Generally speaking, GKE doesn’t care about the order dependency. It just rent out available resources to execute any given jobs. Also, jobs running on GKE are stateless which means the application itself doesn’t store any permanent information, so it is programmer’s duty to manage attached storage for saving permanent information. Also, attached storage is not enough for machine learning pipeline since information should be shared across different jobs.

Fig4. AI Platform (Pipeline)

Kubeflow is the saver for this complicated dependency management. As the name “flow” states, it manages a flow of given jobs. You write some different parts of codes specifying dependencies between jobs, then Kubeflow wraps each job in a container and passes them to GKE. Information sharing is handled internally.

However, Kubeflow itself is very hard to be managed. I guess a whole team or at least a person should have a dedicated role for installing, managing, and monitoring for it. Fortunately GCP also provides fully managed version of Kubeflow, and that is AI Platform Pipeline. With AI Platform Pipeline, you no long need to care the hassles.

AI Platform Notebook

AI Platform Notebook is just a Jupyter Lab hosted on GCP. The only thing that I want to mention about AI Platform Notebook is it can be pretty easily hooked up with AI Platform Pipeline. That means you could easily experiment writing codes for AI Platform Pipeline because notebook is a nice interactive environment.

Fig5. AI Platform (Notebook)

However, you almost certainly don’t want to write codes for AI Platform Pipeline by yourself because you should have a deep understanding about the internal runtime environment of the AI Platform Pipeline. Of course you want to go deeper and deeper, and you probably have to master the Kubeflow eventually. But you don’t want to spend too much time on it if what you really care is to build up the whole pipeline then inspecting the details later(like you are desperate to launch a product for now).

TensorFlow eXtended(TFX) is the rescuer TFX is just a kind of wrapper framework for defining job specification that could be easily thrown to AI Platform Pipeline. It is like letting you only focus on your business logics while leaving the internal details aside.

TensorFlow eXtended(TFX)

As the name says, TFX is an extension for TensorFlow. TensorFlow is a modeling framework for machine learning and deep learning, and it has nothing to do with production environment handling. TFX comes with lots of add-ons along with TensorFlow to make models written in TensorFlow to be production ready.

Fig6. TensorFlow Extended

Fig6 shows a list of standard TFX components. To name a few with a short description, let me list some of them in the below.

  • ExampleGen: responsible to handle data injection.

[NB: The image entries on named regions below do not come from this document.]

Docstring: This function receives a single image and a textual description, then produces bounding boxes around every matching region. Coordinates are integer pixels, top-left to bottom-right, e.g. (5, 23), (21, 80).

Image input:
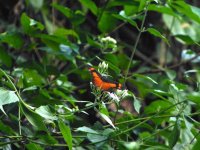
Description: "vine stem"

(0, 68), (23, 135)
(124, 2), (149, 84)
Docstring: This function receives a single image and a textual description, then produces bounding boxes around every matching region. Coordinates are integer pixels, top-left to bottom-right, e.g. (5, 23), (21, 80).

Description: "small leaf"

(80, 0), (98, 15)
(29, 0), (44, 10)
(99, 113), (116, 129)
(168, 121), (180, 148)
(58, 120), (72, 150)
(165, 70), (176, 80)
(147, 28), (169, 45)
(192, 138), (200, 150)
(133, 98), (142, 114)
(35, 106), (57, 120)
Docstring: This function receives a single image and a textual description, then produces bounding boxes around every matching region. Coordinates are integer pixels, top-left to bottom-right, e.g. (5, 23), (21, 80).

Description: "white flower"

(116, 90), (130, 99)
(101, 36), (117, 44)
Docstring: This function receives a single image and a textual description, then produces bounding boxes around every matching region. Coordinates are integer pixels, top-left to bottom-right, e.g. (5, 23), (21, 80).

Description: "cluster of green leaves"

(0, 0), (200, 150)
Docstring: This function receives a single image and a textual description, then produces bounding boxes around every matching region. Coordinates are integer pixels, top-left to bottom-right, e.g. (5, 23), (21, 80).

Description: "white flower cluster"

(99, 36), (117, 53)
(108, 90), (130, 104)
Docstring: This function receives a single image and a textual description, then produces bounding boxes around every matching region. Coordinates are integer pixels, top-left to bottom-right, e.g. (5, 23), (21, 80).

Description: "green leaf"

(0, 46), (12, 67)
(145, 100), (173, 114)
(79, 0), (98, 15)
(0, 32), (24, 49)
(123, 141), (140, 150)
(35, 106), (57, 120)
(168, 121), (180, 148)
(52, 3), (85, 25)
(99, 113), (115, 129)
(58, 120), (72, 150)
(192, 138), (200, 150)
(54, 28), (79, 39)
(133, 74), (158, 84)
(147, 28), (169, 45)
(98, 11), (117, 33)
(25, 143), (44, 150)
(138, 0), (148, 12)
(113, 11), (138, 28)
(0, 88), (19, 113)
(148, 4), (178, 17)
(165, 70), (176, 80)
(20, 13), (44, 35)
(0, 121), (16, 135)
(20, 101), (47, 131)
(187, 92), (200, 106)
(133, 98), (142, 114)
(87, 133), (108, 147)
(171, 1), (200, 23)
(76, 126), (99, 134)
(29, 0), (44, 10)
(23, 69), (45, 87)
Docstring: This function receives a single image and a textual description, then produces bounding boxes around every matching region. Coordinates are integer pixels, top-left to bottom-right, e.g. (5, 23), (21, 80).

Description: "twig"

(124, 3), (149, 83)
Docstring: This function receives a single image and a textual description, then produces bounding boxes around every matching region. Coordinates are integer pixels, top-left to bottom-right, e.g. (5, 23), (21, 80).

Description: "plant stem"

(124, 3), (149, 83)
(0, 68), (23, 135)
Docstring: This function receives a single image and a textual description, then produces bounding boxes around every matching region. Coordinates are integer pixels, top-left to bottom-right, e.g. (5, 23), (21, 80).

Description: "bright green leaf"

(58, 120), (72, 150)
(147, 28), (169, 44)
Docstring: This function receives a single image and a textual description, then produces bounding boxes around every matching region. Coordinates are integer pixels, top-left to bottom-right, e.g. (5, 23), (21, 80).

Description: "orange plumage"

(89, 68), (122, 91)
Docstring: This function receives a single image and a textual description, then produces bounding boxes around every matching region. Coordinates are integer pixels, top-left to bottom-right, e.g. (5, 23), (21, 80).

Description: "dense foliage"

(0, 0), (200, 150)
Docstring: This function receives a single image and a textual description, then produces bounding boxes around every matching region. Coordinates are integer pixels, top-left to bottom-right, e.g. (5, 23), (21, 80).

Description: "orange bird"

(89, 67), (122, 91)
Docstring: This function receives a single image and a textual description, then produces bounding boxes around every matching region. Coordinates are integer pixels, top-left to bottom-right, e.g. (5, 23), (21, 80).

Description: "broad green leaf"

(0, 121), (16, 135)
(52, 3), (85, 25)
(133, 74), (158, 84)
(35, 106), (57, 120)
(76, 126), (99, 134)
(54, 28), (79, 39)
(0, 32), (24, 49)
(87, 133), (108, 147)
(168, 121), (180, 148)
(23, 69), (45, 87)
(123, 141), (140, 150)
(113, 11), (138, 28)
(58, 120), (72, 150)
(107, 0), (139, 7)
(187, 92), (200, 106)
(133, 98), (142, 114)
(98, 11), (117, 33)
(147, 28), (169, 44)
(25, 143), (44, 150)
(171, 1), (200, 23)
(0, 88), (19, 113)
(20, 13), (44, 35)
(52, 3), (73, 18)
(29, 0), (44, 10)
(79, 0), (98, 15)
(144, 100), (173, 114)
(20, 102), (47, 131)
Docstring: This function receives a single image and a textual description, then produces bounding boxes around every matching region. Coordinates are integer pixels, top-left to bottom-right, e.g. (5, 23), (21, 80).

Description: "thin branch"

Data could be come from local filesystem(with variety of formats like Parquet, CSV, TFRecord,…), BigQuery, Google Cloud Storage, and so on.
  • Transform: builds up a data transform graph which is going to be attached to the model graph later. It could let you avoid training/serving skew problem. You can simply use TensorFlow library along with TensorFlow Transform(TFT) library.
  • Trainer: is all about defining and training model. In an early version of TFX, only tf.estimator based models were allowed. However, you can just write tf.keras based models as well which should be very familiar to you. Also, you can easily combine this component with AI Platform Training service for distributed model training.
  • Pusher: is to push the blessed model to designated location. “Blessed” here means the best one by evaluating by given metrics and comparing with the latest model. Also, you can easily combine this component with AI Platform Prediction service, and if you do, you will be a model version management system and end point for serving the model with a small amount of effort.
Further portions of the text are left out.